Last Friday’s Guardian cited letters written by prisoners and their relatives describing what they said was a government policy for punishing opposition figures sexually in jail. The letters appeared on kalame.com, the website of opposition leader Mir-Hossain Musavi.
One letter, from Mehdi Mahmudian, a member of the Islamic Iran Partnership Party, the political organization formed to back the presidency of Mohammad Khatami, said: “In various cells inside this prison [Rajaishahr in Karaj], rape has become a common act and acceptable.”
He wrote of one young prisoner who was raped seven times in one night. “In this prison, those who have pretty faces and are unable to defend themselves or cannot afford to bribe others are forcibly taken to different cells each night.”
He wrote: “The situation is such that those exposed to rape even have an ‘owner’ and that owner makes money by renting him out to others and, after a while, selling him to someone else.”
A letter signed by 26 political figures jailed since the 2009 presidential election and sent to the official prison monitoring authority accused both the Intelligence Ministry and the Pasdaran of being behind the use of rape.
Among the signers were Behzad Nabavi, the cabinet minister who negotiated the release of the American hostages three decades ago, Mohsen Mirda-madi, who was one of the students who organized the seizure of the hostages 30 years ago, and Mohsen Aminzadeh, a former deputy foreign minister.
An unnamed relative of a political prisoner told Jaras, another opposition website, “During exercise periods, the strong ask for sex without any consideration. Criminals are constantly seen with condoms in hand, hunting for their victims.”
The relative said, “If the inmate is not powerful enough or guards would not take care of him, he will certainly be raped. Prison guards ignore those who are seen with condoms simply because they were given out by the guards in the first place.”
Amnesty International described rape inside Iranian prisons in a report published last year. It has called on the Iranian government to investigate the latest allegations.
Meanwhile, National Police Chief Esmail Ahmadi-Moqad-dam condemned the media for reporting on rapes of women outside prisons.
Moqaddam complained that news reports about recent spates of rapes could cause a “sense of insecurity in society” and certainly “jeopardize the victim’s honor,” although none of the stories name any of the victims.

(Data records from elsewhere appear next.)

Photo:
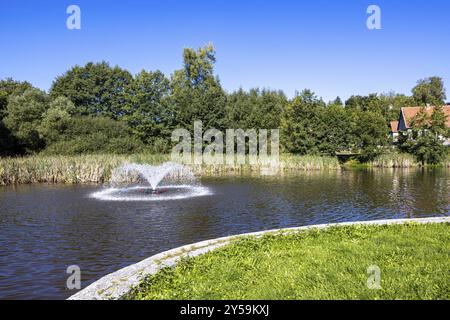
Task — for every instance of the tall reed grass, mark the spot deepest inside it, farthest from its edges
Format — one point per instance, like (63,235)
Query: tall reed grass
(395,160)
(98,168)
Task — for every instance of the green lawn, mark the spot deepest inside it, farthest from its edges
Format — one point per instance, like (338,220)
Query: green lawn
(319,264)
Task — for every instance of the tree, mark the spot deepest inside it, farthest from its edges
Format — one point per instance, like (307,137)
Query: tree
(429,91)
(370,133)
(147,110)
(95,89)
(10,87)
(425,141)
(336,131)
(256,109)
(196,93)
(88,135)
(56,120)
(23,116)
(300,122)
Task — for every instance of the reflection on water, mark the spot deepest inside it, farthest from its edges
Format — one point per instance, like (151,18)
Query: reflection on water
(46,228)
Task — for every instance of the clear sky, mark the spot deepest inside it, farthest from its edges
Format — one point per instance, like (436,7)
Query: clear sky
(288,45)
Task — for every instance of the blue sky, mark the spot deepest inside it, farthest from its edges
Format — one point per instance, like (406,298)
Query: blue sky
(288,45)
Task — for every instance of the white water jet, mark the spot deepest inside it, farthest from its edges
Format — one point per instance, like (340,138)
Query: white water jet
(152,174)
(168,181)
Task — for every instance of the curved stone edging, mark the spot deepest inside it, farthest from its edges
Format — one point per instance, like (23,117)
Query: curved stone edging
(117,284)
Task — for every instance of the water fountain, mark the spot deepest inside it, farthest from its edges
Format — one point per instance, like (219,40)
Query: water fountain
(142,182)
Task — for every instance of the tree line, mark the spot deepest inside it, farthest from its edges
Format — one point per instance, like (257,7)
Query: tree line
(99,108)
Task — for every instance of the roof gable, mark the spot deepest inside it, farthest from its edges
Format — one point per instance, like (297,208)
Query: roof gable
(409,113)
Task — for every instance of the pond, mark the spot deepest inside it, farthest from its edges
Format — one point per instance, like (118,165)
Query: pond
(46,228)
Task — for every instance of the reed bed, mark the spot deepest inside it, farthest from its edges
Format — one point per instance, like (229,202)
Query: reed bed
(85,169)
(395,160)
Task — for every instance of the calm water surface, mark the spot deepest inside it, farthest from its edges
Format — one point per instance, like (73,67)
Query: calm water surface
(46,228)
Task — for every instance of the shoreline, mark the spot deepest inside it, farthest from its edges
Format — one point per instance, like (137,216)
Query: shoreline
(97,169)
(118,284)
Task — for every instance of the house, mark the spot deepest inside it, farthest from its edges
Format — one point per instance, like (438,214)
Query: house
(407,115)
(394,130)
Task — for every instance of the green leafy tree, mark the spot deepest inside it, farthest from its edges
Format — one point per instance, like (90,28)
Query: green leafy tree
(425,140)
(196,93)
(23,117)
(95,89)
(300,122)
(256,109)
(9,87)
(370,134)
(56,120)
(147,110)
(335,130)
(429,91)
(90,135)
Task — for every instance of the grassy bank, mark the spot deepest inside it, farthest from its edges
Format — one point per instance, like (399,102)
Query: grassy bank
(319,264)
(98,168)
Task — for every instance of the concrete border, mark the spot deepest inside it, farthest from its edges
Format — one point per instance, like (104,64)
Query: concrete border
(117,284)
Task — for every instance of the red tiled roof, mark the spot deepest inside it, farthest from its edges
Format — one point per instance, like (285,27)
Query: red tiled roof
(394,126)
(409,113)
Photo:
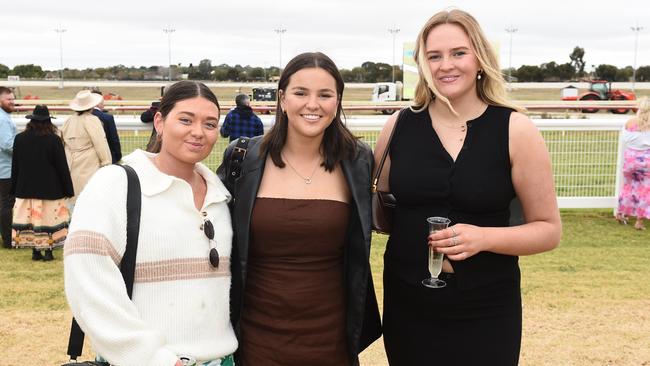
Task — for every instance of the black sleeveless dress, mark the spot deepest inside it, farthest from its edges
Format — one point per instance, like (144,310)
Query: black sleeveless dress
(476,319)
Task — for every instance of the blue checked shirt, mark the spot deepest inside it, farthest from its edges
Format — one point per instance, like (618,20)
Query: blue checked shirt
(7,135)
(241,121)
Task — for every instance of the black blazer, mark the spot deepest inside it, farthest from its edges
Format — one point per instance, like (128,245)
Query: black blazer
(39,168)
(113,139)
(363,324)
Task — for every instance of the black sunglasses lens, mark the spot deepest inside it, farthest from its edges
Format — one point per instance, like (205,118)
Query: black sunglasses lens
(208,229)
(214,258)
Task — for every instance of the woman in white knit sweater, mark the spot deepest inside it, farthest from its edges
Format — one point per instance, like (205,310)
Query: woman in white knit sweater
(180,305)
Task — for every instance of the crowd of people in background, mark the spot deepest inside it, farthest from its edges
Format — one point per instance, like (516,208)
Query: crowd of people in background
(267,260)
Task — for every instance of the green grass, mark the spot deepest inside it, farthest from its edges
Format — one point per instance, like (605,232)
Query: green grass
(585,303)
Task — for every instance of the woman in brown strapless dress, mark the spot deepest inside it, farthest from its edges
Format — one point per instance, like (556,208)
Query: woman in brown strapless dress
(302,291)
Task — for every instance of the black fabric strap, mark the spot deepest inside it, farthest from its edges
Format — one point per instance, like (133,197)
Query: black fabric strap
(236,160)
(375,181)
(127,265)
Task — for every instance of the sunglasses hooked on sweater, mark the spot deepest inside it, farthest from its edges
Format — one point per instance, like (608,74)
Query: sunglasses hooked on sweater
(208,230)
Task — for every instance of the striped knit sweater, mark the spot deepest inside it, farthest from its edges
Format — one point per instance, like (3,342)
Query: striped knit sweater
(180,303)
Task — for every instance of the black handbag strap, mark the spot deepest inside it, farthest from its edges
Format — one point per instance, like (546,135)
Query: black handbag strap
(375,180)
(127,265)
(236,159)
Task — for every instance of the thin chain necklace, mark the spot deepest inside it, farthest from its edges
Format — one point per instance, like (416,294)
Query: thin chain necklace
(307,180)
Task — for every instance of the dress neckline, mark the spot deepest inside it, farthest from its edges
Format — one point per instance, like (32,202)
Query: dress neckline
(303,199)
(463,148)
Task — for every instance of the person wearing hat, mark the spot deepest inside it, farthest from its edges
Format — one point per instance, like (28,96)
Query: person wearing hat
(84,141)
(7,134)
(40,181)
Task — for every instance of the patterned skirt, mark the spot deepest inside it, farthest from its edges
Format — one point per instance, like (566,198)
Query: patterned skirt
(634,199)
(40,224)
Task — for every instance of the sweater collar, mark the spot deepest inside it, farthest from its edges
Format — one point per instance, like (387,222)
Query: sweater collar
(153,181)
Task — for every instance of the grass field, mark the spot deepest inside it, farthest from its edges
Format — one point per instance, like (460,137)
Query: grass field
(585,303)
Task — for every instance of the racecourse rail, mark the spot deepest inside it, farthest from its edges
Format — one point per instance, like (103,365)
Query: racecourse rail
(586,153)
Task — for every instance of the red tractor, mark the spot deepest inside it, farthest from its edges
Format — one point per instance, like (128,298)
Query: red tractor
(602,90)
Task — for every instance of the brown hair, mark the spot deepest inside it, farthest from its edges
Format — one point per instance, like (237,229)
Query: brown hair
(490,88)
(338,142)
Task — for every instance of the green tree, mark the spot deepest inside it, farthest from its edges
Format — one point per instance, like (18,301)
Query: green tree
(257,73)
(204,69)
(624,74)
(529,73)
(606,72)
(577,60)
(28,71)
(566,72)
(359,74)
(549,71)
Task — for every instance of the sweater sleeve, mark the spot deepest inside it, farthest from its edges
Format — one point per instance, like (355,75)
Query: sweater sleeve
(94,286)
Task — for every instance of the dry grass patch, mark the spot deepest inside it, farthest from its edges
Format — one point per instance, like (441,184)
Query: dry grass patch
(585,303)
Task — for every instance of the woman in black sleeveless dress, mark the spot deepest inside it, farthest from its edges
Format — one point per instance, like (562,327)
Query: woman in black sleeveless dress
(463,152)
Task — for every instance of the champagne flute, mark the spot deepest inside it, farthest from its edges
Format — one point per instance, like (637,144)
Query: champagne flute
(435,259)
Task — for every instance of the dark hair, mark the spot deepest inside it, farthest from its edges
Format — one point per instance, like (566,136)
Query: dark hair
(241,99)
(177,92)
(338,142)
(41,128)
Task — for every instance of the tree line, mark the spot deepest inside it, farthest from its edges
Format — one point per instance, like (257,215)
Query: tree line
(575,70)
(368,72)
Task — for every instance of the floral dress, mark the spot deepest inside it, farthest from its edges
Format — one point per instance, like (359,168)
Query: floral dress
(634,198)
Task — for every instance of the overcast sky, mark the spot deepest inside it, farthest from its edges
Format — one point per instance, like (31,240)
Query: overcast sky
(112,32)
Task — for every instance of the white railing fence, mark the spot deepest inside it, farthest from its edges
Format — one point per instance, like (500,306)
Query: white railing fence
(585,153)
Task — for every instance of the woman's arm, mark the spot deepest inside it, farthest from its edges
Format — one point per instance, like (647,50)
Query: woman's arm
(94,286)
(532,178)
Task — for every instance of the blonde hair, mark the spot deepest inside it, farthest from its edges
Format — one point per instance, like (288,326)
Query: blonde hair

Abdol-Karim Lahiji of the Paris-based International Federation of Human Rights Leagues told Radio Farda the public should always be told when a rapist is on the loose so as to take precautions. “Yet since Iran’s police and security institutions are incapable of establishing security, they prefer to keep people in the dark about such crimes,” he said.
In one of the most notorious cases, the Tehran police for almost two years hid the fact that a rapist was posing as a taxi driver to rape and murder unaccompanied women. The public was only informed after the man was captured.